There were a few notorious names this year doing their best to make public opinion on forced sterilizations a little more favorable. Farrah Abraham was one of them. Originally earning her fame for being a teenager who got knocked up on TV, that fame obviously lost its staying power once she hit her 20s. In need of a new reason to be infamous for irresponsible acts and clearly not concerned with the future mental trauma her illegitimate child will suffer by her actions, Farrah decided to swap premature parenthood as a teen mom for mass media buggery as The Backdoor Mom. It was an obvious progression of behavior, if not a totally pathetic one.
I don't think anyone was under the impression that a union between notorious attention hounds Kanye West and Kim Kardashian would somehow settle them down. Quite the contrary. Now joined forces in a mutual desire for media domination, their antics have been the epitome of manufactured and over-the-top from day one. Starting with her well publicised knocking up by West before she'd even completed her divorce from her last husband and proceeding into their million dollar engagement event, the future promises even more absurdity from these two. No doubt their upcoming wedding will be a giant media circus, to be outstripped only by the tabloid insanity sure to follow in the wake of their inevitable break up.
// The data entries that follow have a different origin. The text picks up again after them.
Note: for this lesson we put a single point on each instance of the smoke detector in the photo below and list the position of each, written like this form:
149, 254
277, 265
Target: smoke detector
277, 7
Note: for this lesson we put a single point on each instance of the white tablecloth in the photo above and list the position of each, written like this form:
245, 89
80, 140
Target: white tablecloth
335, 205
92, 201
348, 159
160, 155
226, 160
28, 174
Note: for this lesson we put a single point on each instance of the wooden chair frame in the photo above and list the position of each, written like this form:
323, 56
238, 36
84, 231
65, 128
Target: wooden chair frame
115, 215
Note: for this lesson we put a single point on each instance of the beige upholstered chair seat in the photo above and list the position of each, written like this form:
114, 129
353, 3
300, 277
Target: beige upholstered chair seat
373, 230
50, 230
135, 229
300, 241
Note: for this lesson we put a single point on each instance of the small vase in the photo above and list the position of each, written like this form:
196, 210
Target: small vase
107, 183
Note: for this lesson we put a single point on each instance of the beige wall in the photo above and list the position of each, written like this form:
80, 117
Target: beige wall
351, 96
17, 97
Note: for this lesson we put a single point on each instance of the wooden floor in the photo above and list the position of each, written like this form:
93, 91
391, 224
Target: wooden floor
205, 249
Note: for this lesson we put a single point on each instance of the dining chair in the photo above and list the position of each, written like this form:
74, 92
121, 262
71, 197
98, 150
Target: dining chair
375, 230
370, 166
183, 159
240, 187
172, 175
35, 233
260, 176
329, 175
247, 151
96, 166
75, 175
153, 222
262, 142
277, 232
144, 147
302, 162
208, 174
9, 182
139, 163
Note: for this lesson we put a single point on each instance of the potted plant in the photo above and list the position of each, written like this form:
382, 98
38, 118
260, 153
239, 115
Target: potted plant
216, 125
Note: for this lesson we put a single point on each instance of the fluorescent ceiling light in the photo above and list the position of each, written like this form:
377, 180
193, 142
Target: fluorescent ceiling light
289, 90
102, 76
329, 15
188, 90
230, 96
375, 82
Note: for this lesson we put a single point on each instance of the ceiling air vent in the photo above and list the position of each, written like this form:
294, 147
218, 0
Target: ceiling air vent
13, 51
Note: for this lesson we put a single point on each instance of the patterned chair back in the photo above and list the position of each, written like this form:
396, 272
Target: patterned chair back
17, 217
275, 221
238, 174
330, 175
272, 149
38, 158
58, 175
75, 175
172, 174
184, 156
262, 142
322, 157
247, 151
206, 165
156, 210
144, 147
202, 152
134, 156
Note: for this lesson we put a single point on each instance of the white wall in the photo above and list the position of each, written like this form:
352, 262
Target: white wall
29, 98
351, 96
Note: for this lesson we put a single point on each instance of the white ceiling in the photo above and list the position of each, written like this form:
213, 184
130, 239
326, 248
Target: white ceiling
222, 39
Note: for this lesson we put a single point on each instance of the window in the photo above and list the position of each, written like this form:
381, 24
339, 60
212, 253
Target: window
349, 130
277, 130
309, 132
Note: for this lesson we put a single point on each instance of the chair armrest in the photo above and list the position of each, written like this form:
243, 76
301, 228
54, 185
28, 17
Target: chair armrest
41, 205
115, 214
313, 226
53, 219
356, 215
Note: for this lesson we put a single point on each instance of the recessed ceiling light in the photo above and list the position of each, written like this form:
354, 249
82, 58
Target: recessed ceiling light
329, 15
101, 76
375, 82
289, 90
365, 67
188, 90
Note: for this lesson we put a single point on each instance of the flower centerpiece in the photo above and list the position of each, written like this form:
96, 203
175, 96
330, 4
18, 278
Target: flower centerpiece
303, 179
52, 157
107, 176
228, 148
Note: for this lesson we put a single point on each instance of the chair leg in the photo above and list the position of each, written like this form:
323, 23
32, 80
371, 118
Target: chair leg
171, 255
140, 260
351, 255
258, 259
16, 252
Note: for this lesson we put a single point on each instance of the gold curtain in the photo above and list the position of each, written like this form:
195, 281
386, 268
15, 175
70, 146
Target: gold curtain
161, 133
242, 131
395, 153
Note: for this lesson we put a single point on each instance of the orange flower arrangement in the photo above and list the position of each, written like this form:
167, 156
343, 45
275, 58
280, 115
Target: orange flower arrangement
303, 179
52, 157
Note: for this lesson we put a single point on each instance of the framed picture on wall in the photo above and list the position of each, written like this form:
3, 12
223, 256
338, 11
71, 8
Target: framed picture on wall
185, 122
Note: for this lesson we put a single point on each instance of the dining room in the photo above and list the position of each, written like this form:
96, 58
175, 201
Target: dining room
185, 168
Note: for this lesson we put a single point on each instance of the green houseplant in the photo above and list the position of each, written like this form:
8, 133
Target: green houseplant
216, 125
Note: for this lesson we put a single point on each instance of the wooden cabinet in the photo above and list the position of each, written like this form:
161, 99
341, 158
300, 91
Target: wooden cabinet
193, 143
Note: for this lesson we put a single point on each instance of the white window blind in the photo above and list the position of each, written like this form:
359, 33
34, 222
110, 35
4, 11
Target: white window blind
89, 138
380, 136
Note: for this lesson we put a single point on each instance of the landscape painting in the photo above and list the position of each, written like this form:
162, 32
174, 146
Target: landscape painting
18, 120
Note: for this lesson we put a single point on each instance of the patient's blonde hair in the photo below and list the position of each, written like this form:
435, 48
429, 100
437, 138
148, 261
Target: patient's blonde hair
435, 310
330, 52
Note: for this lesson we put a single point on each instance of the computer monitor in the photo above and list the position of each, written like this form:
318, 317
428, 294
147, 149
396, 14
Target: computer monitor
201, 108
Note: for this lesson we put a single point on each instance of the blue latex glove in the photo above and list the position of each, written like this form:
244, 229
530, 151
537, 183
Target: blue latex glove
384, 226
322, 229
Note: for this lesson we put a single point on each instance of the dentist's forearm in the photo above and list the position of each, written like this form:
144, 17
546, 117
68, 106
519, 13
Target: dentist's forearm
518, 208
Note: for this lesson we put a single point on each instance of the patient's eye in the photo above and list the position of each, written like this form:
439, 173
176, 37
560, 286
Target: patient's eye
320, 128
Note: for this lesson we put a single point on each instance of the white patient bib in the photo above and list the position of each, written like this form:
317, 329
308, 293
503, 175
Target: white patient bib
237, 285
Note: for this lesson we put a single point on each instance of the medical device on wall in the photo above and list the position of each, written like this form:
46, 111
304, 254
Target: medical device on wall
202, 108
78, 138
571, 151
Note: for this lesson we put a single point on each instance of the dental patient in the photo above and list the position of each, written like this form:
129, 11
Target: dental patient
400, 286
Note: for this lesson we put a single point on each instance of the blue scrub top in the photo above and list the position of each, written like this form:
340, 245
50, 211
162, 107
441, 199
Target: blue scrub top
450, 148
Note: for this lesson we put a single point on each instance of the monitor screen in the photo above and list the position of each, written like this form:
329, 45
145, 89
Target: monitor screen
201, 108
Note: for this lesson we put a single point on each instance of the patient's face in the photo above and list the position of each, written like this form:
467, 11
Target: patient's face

Last year's winner of the most explosive celebrity train wreck, Lindsay Lohan, saw her prolonged decline slowed by court orders and the limits of human endurance. Sentenced once again to rehab that proved mostly ineffectual as usual, she continued to be a pain in the ass to everything from courts to club owners in 2013. She's since decided to finish off yet another year of stupidity by sueing Rockstar games, makers of the popular Grand Theft Auto games, for allegedly using her image for their game. As this Tweet suggests, she may be right.
What to say about Miley Cyrus? I suppose it could be argued that her reinvention this year as a unabashed sex pot was anything but a train wreck. After all, her literal tongue-wagging and twerking exploits sold millions of albums and made her the subject of constant coverage in social media and even the nightly news. However, she managed all this by effectively trashing the positive public image she spent years building as Hanna Montana and later under her own name. In that process, Miley has become just another slutified singer, one amidst a crowd glutted with similar personalities. The shock value of such an extreme dichotomy might have helped move a few more albums into iTunes check out bins, but the novelty is wearing out fast. Don't be surprised if her follow-up exploits fail to do as well and her time in the spotlight gradually diminishes in years to come.
If there was one celebrity who just needed to go away in 2013, it was Justin Bieber. Hardly a week went by this year when he wasn't doing something to piss everyone off and make himself look like a spoiled, wannabe hardass brat in dire need of a good spanking and a trip to his room without supper. Once rightfully celebrated as a young talent who made his way to fame in a novel way, Bieber has since made the same mistake as so many misguided celebs before him, namely believing his own hype. The result of this is an entitled, self indulgent asshole who roams the world doing as he pleases with little if any repercussions. He has become an example of the very worst the celebrity world has to offer.